The Costs of Executions

May 15, 1994

For the first time in 33 years, the state of Maryland is about to execute someone. All the appeals, delays, second thoughts, recriminations, prayers and curses will have been exhausted when a representative of the state injects John Thanos with three chemicals which, if things go as expected, will kill him in less than 2 minutes.

Things might not go as expected. When the state of Illinois executed John Wayne Gacy last Tuesday, the tube feeding the lethal cocktail into his bloodstream clogged. His dying took 18 minutes. Since Thanos will be the first Marylander executed by chemical injection, it would not be surprising if there are glitches in his case.

We cannot help but wonder what the reaction will be in the state to its first execution since June 9, 1961. For much of the past three decades, no one was executed here because of clever defense lawyering and judicial reticence. But we would like to believe that in those years the citizens of Maryland didn't really want their government to kill people. We would like to believe they still don't. We know from polls and legislative action that the people wanted and still want a death penalty statute. Still we wonder if that means they want it actually implemented. We hope they will be revulsed at an execution. We shall soon see.

We do not want see here anything like the spectacle in Illinois in the hours leading up to the execution of Gacy. People parading in clown suits. People chanting "John-nee! John-nee!" outside the prison where the execution took place. Commemorative and gag tee-shirts on sale to the throngs of the curious and thrill-seekers. Meanwhile, an entertainer, Phil Donahue, is trying to broadcast an execution on his television show. Live.

L This is Western civilization on the eve of the 21st century?

It is not out of sympathy for Thanos that we want to see him live. It is out of a belief that the death penalty is barbaric and harmful to society. This is an outmoded form of "justice" that should have been discarded years ago, and has been in many civilized nations -- and, indeed, in many states of this nation. Its use demeans and desensitizes all of us.
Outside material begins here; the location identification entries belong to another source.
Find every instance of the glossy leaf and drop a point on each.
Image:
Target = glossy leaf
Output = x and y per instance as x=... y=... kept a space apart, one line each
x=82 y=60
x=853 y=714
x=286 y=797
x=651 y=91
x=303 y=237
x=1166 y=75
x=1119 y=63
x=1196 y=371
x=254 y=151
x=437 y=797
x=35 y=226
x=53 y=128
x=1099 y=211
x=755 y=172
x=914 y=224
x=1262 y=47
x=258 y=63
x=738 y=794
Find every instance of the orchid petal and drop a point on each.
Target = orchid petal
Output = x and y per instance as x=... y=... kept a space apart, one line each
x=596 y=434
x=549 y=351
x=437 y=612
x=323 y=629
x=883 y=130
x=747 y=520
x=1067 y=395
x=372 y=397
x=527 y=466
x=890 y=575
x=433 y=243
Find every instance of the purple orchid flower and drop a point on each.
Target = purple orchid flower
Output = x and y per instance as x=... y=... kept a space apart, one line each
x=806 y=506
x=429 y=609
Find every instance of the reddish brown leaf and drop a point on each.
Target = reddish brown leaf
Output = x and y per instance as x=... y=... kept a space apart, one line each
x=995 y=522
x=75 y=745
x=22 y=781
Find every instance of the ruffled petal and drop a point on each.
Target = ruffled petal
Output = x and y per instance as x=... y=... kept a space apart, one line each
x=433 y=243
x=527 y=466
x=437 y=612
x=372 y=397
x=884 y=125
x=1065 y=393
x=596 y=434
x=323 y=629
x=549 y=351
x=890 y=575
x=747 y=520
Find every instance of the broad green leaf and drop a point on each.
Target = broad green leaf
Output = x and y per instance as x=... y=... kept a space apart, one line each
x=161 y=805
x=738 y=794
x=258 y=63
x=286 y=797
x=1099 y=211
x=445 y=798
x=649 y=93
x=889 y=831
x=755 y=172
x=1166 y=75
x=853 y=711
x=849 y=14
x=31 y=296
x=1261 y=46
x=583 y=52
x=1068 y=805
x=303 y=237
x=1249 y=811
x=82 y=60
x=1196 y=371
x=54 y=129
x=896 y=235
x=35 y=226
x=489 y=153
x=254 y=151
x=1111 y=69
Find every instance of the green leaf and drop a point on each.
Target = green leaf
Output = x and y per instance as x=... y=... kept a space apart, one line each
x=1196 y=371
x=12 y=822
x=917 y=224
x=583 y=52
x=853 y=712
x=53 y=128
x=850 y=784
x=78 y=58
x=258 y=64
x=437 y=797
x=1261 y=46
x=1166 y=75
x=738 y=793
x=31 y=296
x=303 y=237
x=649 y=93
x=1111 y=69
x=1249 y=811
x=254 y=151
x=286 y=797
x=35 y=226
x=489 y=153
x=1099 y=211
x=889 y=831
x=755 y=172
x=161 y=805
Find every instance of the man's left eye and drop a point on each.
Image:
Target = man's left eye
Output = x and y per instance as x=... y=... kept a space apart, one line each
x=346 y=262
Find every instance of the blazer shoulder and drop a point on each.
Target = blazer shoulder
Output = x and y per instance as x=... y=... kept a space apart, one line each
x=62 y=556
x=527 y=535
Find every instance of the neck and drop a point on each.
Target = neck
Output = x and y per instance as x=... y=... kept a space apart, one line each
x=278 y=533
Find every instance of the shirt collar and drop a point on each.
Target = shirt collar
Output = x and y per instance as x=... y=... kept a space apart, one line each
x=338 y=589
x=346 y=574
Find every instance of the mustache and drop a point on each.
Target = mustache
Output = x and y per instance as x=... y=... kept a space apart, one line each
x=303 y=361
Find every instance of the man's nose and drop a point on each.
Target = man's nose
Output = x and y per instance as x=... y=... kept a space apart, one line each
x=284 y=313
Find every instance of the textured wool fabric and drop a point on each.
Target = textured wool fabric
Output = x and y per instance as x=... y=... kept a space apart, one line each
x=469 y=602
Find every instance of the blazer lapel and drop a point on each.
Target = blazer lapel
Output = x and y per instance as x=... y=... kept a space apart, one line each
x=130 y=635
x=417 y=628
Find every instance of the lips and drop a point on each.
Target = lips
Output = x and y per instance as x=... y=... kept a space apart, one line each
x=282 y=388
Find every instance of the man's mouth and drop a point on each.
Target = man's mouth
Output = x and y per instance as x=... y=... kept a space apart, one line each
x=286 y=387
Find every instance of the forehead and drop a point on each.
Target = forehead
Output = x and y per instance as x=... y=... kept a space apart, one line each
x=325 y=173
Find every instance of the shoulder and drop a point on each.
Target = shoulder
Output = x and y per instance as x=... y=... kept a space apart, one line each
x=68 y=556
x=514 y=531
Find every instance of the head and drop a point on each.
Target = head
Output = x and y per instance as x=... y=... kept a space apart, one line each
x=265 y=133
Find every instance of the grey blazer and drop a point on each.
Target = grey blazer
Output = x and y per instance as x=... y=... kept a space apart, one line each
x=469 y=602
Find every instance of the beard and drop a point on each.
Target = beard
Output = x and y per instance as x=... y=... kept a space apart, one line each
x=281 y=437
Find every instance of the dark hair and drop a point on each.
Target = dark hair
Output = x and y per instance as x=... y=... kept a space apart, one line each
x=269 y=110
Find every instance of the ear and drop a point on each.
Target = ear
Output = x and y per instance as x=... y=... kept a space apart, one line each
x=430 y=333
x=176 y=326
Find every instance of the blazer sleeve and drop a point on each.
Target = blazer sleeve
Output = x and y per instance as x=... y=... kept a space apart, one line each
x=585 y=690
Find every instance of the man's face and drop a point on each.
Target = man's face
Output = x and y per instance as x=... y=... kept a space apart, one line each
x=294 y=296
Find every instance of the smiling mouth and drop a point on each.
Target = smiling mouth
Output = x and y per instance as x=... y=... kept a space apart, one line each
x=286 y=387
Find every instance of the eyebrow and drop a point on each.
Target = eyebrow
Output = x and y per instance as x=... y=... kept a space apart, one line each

Nor does the death penality achieve two of the principal goals advocates promised and the Supreme Court endorsed. It doesn't deter other killers, as murder rates in Southern states which routinely employ the death penalty show. And it does not save a state a cent of the cost in housing a killer behind bars for life. That's because trial, conviction, sentencing and appellate review are so expensive in capital cases, as Gov. William Donald Schaefer's Commission on the Death Penalty reported last year. Other studies suggest it costs a state more overall when it has the death penalty.

That's in money. The cost to a state's moral authority can't be calculated.